CAMERON Munster says Valentine Holmes’ shock decision to quit the NRL has opened the door for him to chase the Queensland fullback spot – even if he risks losing the famous Maroons No.6 jumper.
Holmes and Kalyn Ponga were considered the front-runners to wear the Queensland No.1 jumper next season following the retirement of Maroons fullback champion Billy Slater.
But there is now another surprise contender in Munster, who says he is prepared to lose the Queensland five-eighth spot in his dream to return to the fullback position in which he was graded at Melbourne.
Holmes was keen to be Slater’s successor following his sizzling introduction to the Origin arena on the wing, but his decision to try his luck in American football has ruled him out of Maroons contention.
Suddenly, a carrot has been dangled before Munster’s eyes.
The Maroons ace has just signed a massive four-year, $4 million upgrade with the Storm – keeping him at the club until the end of 2023 -and has spoken to
Melbourne coach Craig Bellamy about a change of position.
“I’ve had a chat with Craig and let him know I’d like him to consider me at fullback,” said Munster, Queensland’s five-eighth in all three games of the 2018 series.
“I know that it could cost me a State of Origin jumper, but I’m not a selfish player, I’ll play for the Maroons wherever they want me.

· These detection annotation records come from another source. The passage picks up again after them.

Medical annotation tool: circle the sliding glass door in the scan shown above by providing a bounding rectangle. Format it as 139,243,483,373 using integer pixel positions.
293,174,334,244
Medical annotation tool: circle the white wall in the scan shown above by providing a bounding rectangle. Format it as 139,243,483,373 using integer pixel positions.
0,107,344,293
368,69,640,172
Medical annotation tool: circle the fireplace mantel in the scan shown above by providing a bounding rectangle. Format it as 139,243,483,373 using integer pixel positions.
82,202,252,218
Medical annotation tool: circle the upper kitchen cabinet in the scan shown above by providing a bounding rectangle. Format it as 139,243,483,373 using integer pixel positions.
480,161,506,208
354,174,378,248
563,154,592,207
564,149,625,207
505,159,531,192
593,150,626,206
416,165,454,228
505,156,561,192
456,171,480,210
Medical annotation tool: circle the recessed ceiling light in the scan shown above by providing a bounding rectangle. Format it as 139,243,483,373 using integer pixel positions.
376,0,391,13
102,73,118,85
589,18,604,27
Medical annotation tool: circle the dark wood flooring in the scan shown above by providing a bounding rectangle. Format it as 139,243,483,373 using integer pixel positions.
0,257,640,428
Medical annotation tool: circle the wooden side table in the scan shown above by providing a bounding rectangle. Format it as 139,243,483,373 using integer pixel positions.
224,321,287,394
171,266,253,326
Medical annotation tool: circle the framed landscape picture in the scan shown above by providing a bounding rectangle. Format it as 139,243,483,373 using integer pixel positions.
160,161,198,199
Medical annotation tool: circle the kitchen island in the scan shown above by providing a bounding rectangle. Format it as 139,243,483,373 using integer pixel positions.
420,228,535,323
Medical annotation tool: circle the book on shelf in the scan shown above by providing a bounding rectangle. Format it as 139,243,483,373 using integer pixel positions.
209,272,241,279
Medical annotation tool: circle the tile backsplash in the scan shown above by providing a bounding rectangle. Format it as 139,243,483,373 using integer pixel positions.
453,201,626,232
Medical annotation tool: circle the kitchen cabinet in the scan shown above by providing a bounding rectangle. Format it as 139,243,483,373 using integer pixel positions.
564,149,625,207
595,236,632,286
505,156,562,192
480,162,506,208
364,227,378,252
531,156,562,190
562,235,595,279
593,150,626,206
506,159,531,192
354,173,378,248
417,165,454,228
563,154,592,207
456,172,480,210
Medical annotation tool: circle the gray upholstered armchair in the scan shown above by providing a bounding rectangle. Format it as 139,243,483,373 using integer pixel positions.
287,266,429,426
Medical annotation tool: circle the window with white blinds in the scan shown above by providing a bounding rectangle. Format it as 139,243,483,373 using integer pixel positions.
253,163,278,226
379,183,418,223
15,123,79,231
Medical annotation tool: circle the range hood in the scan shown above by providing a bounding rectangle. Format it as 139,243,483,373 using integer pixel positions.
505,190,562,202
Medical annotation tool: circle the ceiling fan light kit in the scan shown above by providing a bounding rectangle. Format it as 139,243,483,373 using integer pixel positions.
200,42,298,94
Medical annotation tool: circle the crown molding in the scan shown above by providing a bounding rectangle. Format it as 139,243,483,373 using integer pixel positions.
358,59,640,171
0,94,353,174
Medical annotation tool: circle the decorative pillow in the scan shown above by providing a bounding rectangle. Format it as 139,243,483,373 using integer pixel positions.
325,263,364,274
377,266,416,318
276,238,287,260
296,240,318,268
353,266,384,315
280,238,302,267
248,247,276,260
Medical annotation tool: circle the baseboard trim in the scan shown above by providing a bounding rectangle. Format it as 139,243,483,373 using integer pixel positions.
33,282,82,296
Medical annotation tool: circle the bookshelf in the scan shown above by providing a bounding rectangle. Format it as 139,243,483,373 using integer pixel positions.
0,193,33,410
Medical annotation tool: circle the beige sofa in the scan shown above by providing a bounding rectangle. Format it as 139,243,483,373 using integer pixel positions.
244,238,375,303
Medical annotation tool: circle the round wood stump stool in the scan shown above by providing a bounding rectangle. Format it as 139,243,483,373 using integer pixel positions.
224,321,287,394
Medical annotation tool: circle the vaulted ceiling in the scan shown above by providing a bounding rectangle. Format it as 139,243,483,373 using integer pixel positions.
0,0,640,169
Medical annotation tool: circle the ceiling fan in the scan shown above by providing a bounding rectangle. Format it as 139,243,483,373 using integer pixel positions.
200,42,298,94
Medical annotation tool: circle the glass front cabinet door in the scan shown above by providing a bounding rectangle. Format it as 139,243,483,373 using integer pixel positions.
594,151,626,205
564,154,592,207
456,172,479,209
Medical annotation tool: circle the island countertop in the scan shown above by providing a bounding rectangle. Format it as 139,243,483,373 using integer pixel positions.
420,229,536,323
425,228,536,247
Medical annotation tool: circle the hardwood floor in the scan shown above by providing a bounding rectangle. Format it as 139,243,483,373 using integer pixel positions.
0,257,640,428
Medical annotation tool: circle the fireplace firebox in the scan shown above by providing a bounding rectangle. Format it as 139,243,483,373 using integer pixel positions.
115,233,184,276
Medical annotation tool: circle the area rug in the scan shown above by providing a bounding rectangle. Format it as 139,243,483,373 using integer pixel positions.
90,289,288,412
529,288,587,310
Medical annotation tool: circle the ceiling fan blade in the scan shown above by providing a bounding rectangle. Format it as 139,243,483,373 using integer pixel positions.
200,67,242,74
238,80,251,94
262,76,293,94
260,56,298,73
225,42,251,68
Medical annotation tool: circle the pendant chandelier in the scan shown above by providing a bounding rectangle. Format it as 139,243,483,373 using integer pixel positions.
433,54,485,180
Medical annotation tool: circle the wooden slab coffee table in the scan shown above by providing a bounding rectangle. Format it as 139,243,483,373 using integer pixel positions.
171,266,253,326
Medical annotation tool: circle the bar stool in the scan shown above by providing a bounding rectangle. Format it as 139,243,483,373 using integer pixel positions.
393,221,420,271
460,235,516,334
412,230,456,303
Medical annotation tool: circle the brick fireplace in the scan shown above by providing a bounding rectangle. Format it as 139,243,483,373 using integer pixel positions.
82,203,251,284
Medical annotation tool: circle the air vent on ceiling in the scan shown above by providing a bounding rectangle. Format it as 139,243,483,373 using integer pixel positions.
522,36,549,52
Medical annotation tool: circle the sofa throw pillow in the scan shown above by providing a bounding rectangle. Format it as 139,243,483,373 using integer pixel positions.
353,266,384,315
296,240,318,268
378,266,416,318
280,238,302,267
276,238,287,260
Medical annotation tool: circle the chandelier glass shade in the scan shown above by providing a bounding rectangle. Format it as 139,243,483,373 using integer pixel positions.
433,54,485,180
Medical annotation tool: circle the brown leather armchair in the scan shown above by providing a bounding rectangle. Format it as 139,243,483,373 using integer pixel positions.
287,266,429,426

“If ‘Kevvie’ (Queensland coach Kevin Walters) chose me at five-eighth, of course that would be an honour.
“A lot of people thought that Kalyn Ponga or Val (Holmes) would be the Queensland fullback next year, but if I was to be considered as well, that would be great.”

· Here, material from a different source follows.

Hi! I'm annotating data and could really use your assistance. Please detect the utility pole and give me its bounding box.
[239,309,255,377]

Now an established star in the NRL, Munster has other ambitions – like one day captaining Melbourne and possibly the Maroons.
Munster was already contracted to Melbourne for next season but wary of expressions of interest from eight NRL clubs, the Storm upped the ante, sealing his signature with a multi-year upgrade.

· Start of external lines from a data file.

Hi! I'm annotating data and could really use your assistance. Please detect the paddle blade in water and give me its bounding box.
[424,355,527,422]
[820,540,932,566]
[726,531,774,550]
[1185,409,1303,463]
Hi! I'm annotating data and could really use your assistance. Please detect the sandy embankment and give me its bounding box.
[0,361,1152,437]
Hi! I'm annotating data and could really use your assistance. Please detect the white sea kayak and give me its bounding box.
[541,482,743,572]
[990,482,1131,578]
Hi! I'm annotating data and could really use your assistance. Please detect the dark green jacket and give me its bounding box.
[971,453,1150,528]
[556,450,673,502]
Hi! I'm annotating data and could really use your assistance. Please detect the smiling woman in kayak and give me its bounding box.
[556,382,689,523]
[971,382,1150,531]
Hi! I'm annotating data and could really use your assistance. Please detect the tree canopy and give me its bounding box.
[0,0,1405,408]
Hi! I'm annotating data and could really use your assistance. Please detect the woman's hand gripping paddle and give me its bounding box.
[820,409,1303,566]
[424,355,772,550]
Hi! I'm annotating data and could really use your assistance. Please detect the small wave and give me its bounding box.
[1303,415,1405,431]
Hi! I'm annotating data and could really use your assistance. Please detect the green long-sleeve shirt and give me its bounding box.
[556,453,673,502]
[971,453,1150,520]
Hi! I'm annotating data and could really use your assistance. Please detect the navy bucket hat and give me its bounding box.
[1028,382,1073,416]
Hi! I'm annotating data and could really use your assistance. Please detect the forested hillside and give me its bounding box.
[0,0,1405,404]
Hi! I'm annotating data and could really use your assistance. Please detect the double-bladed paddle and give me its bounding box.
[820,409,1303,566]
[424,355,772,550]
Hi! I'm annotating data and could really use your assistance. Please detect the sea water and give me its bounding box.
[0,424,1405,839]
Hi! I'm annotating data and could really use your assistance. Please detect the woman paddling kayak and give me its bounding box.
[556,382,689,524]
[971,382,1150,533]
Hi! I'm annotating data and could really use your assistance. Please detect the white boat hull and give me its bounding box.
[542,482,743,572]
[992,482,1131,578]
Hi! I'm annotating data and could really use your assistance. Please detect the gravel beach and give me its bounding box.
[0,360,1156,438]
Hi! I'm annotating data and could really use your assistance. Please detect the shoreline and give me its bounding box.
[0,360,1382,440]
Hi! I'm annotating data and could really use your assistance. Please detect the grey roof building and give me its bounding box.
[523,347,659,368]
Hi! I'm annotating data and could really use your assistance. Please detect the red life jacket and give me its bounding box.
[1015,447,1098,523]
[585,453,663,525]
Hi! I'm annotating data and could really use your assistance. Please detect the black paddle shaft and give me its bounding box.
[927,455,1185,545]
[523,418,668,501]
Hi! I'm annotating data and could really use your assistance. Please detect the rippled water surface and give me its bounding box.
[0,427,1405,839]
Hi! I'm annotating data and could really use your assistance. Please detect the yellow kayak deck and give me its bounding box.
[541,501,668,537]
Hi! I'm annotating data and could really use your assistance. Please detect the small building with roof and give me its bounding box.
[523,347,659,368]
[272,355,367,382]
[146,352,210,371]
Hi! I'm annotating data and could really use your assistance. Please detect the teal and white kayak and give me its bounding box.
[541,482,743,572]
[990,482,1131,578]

Munster turned 24 in September and while Cameron Smith could be Melbourne’s skipper for the next two years, the Maroons pivot hopes his new contract can catapult him to the Storm captaincy.
“I’m really happy to secure my future with the club,” Munster said.
“It’s the first club that gave me the opportunity to play football so I knew I needed to repay them and I know they’ve done a lot for me off-field as well.
“I’m pretty lucky to be surrounded by some great leaders at the Storm. Cameron Smith is probably the best captain you can ever have, but I feel in the next phase of my career leadership and captaincy is definitely a goal of mine.
“I’m in no rush. When Cam retires, Jesse Bromwich is here as well and he’s captained his country, so we’re not short of leaders.
“But I’d like to think as I get older I can take some stuff from those guys and one day grow into a leader at this club.
“I’ve had to learn the hard way at times off the field, but I feel I’ve grown up a lot this season and there’s more roles ahead for me at the Melbourne Storm.”
Just 12 months ago, Munster’s career was at the crossroads after he was involved an alcohol-fuelled incident during Australia’s World Cup campaign.
The classy utility back earned a rebuke from Kangaroos coach Mal Meninga and was read the riot act by Storm coach Bellamy, prompting Munster to temporarily impose a booze ban.
Despite his off night in the Storm’s grand final loss to the Roosters, Munster had another stellar season and he lauded the influence of Bellamy, admitting the Melbourne supercoach inspired his loyalty.
“To be honest, Craig Bellamy was the key for me,” he said.
“If he left the Storm it would have been 50-50 for whether I would have stayed.
“That’s how highly I regard ‘Bellyache’.
“He is such a compassionate person and when I went through my problems with alcohol last year, he was there for me.
“He is always wanting me to improve and be better. He just wanted the best for me and is looking for ways to improve me as a player and person, so I couldn’t have had this success without him.”
Munster will be 29 at the completion of his upgraded deal and he hopes to finish his career at the Storm.
“It’s very rare that you get to be a one-club man,” he said.
“It’s a dream of mine but in saying that everything is a business. Who knows down the track what can happen in this game, but I’d love to stay down here in Melbourne and be a one-club man.”